Amazon's "Design Rate Limiter" interview question focuses on creating a scalable system to control API request rates, preventing abuse in distributed environments.[1][3]
Design a distributed rate limiter that enforces configurable limits on HTTP requests from clients identified by user ID, IP address, or API key.
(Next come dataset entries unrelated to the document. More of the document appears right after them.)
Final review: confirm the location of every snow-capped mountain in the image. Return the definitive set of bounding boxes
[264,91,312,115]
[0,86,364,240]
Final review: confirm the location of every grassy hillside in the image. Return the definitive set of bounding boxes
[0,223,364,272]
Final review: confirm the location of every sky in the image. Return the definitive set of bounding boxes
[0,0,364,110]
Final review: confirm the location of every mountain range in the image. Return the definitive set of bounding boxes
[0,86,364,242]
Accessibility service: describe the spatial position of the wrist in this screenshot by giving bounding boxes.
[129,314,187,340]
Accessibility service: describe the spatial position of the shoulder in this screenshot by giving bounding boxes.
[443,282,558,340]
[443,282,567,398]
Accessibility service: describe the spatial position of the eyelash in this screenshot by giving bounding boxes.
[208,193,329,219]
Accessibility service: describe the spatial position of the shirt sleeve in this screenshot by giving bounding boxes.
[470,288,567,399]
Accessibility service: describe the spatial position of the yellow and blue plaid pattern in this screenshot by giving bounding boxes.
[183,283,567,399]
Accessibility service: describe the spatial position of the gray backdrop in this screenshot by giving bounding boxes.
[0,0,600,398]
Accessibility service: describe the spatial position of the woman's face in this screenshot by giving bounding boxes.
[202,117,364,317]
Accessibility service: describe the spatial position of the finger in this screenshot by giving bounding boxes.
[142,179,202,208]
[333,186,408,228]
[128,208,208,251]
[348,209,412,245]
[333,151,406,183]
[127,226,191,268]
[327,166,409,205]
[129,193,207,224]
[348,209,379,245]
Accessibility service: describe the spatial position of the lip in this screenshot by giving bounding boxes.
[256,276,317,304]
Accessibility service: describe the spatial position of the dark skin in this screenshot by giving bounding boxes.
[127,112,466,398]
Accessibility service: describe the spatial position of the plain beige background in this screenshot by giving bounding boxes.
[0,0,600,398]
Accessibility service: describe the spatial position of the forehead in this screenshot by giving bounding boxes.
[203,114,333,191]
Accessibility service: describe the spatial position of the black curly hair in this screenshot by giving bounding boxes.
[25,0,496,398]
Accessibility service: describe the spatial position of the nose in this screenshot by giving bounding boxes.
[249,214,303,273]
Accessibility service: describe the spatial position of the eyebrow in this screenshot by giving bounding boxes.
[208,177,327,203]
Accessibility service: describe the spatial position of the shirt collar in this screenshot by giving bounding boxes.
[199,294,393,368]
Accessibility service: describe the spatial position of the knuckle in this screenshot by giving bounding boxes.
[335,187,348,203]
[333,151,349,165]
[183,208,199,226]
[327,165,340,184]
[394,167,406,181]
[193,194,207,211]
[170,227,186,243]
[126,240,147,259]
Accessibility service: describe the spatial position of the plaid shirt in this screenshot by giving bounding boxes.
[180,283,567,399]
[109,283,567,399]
It must support rules like "100 requests per minute per user" or endpoint-specific caps, rejecting excess requests with HTTP 429 status, remaining quota headers (X-RateLimit-Remaining), reset timestamps (X-RateLimit-Reset), and Retry-After.[3][1]
isRequestAllowed(clientId, ruleId) -> { passes: boolean, remaining: number, resetTime: timestamp }.No formal input/output test cases exist, as this is a system design question, but key scenarios include:
| Scenario | Input | Expected Output | Notes |
|----------|--------|-----------------|-------|
| Allowed request | clientId="user123", ruleId="100/min", current=50 requests | {passes: true, remaining: 50, resetTime: 1640995200} HTTP 200 | Within window.[1] |
| Exceeded limit | clientId="user123", ruleId="100/min", current=101 requests | HTTP 429 with X-RateLimit-Remaining: 0, X-RateLimit-Reset: 1640995200, Retry-After: 60, body: {"error": "Rate limit exceeded"} | Fixed window or token bucket algo.[1] |
| Scale test | 1M req/sec across shards | Sub-10ms p99 latency | Redis clustering, sharding by clientId.[1] |
Common algorithms: Token Bucket (fixed permits/tokens refilled over time), Leaky Bucket (constant drain rate), Sliding Window (Redis counters with EXPIRE).[7][1]